ABBREVIATIONS: B = Dicts and Sayings of the Philosophers, ed. Bühler (1941); CA = Gower's Confessio Amantis; CT = Chaucer's Canterbury Tales; G = Pierpont Morgan Library MS G.66; MED = Middle English Dictionary; OED = Oxford English Dictionary; S = Scrope, Dicts and Sayings of the Philosophers, ed. Schofield (1936).

These explanatory notes cannot hope to provide a complete accounting for the source of every proverbial statement in Dicts and Sayings. That task would be a separate book in its own right. Instead, I have attempted to contextualize this rather heterogeneous body of lore by identifying the people and places named in the text, as well as noting points that may be of interest to students and general readers. Those interested in tracing the source of particular quotations should begin by consulting Whiting's Proverbs, Sentences, and Proverbial Phrases From English Writings Mainly Before 1500. Readers are also invited to consult the thorough notes to Knust's Bocados de Oro, the Spanish translation of the original Arabic ancestor of Dicts and Sayings.
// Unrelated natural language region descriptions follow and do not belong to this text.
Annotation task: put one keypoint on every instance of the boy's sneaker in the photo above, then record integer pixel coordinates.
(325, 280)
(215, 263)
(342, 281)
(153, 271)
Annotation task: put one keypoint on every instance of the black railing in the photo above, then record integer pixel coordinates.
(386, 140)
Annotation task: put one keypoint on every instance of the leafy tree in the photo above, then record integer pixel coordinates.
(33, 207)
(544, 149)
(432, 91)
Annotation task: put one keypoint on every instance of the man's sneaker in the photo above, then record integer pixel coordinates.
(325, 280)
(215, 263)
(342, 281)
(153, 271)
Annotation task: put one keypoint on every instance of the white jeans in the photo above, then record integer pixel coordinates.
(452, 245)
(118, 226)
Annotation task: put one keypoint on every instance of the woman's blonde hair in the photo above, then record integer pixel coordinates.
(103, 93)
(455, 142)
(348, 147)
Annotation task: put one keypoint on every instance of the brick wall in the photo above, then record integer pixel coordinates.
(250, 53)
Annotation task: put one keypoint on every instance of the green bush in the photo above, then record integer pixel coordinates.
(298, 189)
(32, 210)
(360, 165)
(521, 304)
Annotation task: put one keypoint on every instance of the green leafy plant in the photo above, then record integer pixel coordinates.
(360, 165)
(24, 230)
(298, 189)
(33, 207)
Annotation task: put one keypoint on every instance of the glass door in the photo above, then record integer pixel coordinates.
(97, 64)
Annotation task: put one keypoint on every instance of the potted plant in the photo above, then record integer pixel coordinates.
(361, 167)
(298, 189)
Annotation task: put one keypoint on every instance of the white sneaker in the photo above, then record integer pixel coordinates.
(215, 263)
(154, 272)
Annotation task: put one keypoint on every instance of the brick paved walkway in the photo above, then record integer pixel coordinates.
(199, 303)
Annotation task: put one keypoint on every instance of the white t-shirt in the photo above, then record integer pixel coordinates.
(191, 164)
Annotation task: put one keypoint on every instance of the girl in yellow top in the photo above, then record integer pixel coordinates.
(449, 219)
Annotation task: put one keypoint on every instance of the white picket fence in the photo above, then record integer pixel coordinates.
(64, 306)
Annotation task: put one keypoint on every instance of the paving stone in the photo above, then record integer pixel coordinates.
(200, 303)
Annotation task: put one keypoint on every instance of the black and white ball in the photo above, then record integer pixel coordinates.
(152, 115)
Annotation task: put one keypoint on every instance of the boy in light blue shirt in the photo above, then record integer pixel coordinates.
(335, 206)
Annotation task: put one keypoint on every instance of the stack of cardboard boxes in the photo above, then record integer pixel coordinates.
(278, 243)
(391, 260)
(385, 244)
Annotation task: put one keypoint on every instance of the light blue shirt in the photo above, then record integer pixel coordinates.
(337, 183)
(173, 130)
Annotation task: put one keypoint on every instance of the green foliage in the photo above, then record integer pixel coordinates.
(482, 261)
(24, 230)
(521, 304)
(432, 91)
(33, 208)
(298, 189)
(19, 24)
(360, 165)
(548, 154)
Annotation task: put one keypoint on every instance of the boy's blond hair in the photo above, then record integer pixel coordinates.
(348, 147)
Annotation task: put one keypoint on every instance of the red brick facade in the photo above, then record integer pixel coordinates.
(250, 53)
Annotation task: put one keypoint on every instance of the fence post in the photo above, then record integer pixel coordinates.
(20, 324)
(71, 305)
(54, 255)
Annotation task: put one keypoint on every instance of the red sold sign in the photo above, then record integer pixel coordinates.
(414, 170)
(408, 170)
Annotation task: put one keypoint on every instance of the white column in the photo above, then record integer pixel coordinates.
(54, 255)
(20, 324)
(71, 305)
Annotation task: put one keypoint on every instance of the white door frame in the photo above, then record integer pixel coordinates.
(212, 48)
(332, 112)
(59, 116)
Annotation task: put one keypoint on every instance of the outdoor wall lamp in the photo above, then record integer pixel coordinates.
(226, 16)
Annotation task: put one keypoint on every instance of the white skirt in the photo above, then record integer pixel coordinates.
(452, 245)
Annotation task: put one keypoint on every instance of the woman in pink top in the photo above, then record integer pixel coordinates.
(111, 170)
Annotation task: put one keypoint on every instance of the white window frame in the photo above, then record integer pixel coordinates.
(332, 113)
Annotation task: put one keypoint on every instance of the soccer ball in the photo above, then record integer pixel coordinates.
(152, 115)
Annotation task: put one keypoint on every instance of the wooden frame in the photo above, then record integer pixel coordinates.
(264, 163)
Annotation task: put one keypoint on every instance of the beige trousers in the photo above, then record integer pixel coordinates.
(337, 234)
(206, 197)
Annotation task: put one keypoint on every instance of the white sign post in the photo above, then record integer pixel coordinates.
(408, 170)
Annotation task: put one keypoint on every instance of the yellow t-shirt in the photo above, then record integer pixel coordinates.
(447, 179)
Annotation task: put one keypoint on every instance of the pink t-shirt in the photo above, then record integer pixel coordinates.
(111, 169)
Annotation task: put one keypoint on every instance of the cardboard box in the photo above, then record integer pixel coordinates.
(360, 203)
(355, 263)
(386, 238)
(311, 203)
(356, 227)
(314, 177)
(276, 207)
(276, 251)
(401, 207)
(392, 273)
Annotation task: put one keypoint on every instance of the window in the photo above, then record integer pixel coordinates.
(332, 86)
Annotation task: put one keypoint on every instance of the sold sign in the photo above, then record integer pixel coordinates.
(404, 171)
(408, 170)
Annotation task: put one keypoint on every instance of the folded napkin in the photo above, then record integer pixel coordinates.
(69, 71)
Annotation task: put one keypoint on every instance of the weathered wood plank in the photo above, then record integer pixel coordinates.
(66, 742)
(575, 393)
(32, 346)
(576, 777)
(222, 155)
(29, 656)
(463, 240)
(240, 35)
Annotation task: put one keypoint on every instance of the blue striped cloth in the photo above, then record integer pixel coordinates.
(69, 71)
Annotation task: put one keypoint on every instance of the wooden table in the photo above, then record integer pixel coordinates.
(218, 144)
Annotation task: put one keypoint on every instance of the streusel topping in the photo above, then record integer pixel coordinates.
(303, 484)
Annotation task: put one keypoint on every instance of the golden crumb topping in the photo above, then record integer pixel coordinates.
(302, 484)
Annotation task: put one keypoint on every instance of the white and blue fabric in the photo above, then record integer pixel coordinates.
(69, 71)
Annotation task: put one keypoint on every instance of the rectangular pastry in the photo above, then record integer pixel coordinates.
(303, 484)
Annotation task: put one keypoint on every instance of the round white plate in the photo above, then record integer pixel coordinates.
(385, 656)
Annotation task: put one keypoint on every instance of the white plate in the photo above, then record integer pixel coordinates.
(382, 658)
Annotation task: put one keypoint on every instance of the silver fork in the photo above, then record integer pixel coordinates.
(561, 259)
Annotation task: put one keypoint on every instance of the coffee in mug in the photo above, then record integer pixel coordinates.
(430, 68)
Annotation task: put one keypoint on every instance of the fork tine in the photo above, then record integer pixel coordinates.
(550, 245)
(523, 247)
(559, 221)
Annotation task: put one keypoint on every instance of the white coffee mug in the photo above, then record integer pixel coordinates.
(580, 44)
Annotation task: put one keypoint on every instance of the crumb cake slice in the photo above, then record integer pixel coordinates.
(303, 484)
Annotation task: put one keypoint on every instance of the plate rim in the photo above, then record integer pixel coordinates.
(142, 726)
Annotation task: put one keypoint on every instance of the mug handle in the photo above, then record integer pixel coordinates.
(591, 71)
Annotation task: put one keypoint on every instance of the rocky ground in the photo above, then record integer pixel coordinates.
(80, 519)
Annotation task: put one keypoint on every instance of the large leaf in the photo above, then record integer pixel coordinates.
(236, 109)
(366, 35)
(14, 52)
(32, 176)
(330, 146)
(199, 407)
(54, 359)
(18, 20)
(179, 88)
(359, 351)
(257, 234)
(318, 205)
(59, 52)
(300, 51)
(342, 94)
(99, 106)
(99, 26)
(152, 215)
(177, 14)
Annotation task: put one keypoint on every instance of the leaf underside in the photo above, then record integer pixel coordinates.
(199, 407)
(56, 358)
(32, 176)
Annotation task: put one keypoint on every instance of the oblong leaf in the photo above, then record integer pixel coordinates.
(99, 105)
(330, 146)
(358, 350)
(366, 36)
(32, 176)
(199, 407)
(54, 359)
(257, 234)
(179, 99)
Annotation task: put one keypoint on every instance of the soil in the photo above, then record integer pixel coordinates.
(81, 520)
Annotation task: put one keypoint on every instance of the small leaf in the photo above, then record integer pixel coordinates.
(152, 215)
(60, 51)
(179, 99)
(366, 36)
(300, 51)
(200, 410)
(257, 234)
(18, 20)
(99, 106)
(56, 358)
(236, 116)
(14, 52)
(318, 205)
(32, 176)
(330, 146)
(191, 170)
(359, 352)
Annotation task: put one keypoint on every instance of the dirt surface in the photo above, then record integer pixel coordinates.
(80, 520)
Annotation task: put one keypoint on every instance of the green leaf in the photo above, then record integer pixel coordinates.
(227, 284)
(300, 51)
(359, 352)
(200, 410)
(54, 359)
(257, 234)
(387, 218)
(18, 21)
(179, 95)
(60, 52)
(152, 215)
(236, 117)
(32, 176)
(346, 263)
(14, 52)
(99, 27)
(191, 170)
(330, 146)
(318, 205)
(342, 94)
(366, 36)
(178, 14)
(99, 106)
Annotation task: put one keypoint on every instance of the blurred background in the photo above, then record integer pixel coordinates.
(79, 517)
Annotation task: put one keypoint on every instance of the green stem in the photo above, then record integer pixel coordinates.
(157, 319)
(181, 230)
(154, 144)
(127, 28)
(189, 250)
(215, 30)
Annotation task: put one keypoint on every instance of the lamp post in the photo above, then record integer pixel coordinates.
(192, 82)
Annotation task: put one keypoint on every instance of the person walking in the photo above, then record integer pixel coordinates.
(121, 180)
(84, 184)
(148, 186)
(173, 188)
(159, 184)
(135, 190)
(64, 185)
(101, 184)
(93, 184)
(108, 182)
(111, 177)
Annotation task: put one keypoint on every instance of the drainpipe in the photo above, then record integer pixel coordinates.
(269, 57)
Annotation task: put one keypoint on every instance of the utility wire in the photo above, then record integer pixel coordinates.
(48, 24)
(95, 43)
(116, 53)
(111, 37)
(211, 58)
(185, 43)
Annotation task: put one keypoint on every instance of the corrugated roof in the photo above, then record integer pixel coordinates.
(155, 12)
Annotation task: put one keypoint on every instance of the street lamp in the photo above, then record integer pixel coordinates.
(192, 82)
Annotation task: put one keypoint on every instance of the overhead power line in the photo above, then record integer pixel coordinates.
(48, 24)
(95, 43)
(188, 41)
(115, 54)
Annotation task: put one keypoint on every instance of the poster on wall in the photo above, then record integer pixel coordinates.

1 Zac. Zac, or "Tac," is probably the Egyptian god Thoth (S, p. 207n16). See the explanatory note for Hermes, line 1. This brief section seems to be a coda to the Hermes chapter, for Zac too deals mainly with the issue of good kingship.

7-9 These lines endorse generosity, one of the most important virtues a king could possess. Treasure was the lifeblood of medieval heroic culture; a good lord amassed wealth so that he could distribute it to his followers as a reward for their loyalty and military service. We see this ethos at work in the so-called comitatus ('fellowship') of Anglo-Saxon literature, where the members of the war band demonstrate their deep fraternal love through the symbolic exchange of treasure (see in particular Beowulf, The Battle of Maldon, and The Fight at Finnsburg). The bad king in Anglo-Saxon literature is one like Beowulf's Heremod, who hoards his wealth and thereby prevents it from being circulated.

11 ff. That is, the king is the head of the body politic. If he makes good decisions by appointing and supporting wise and virtuous counselors, the kingdom will prosper; if, however, he supports the noughty people, the social hierarchy will break down and he will be faced with anarchy.

17-18 And seith that a prince shulde nat lerne alle thingis. Interestingly, Zac does not specify what a king should not know. Perhaps what the philosopher means is that a ruler should not be told of the more nefarious tasks his henchmen are undertaking so that the king himself can maintain what we would today call "plausible deniability."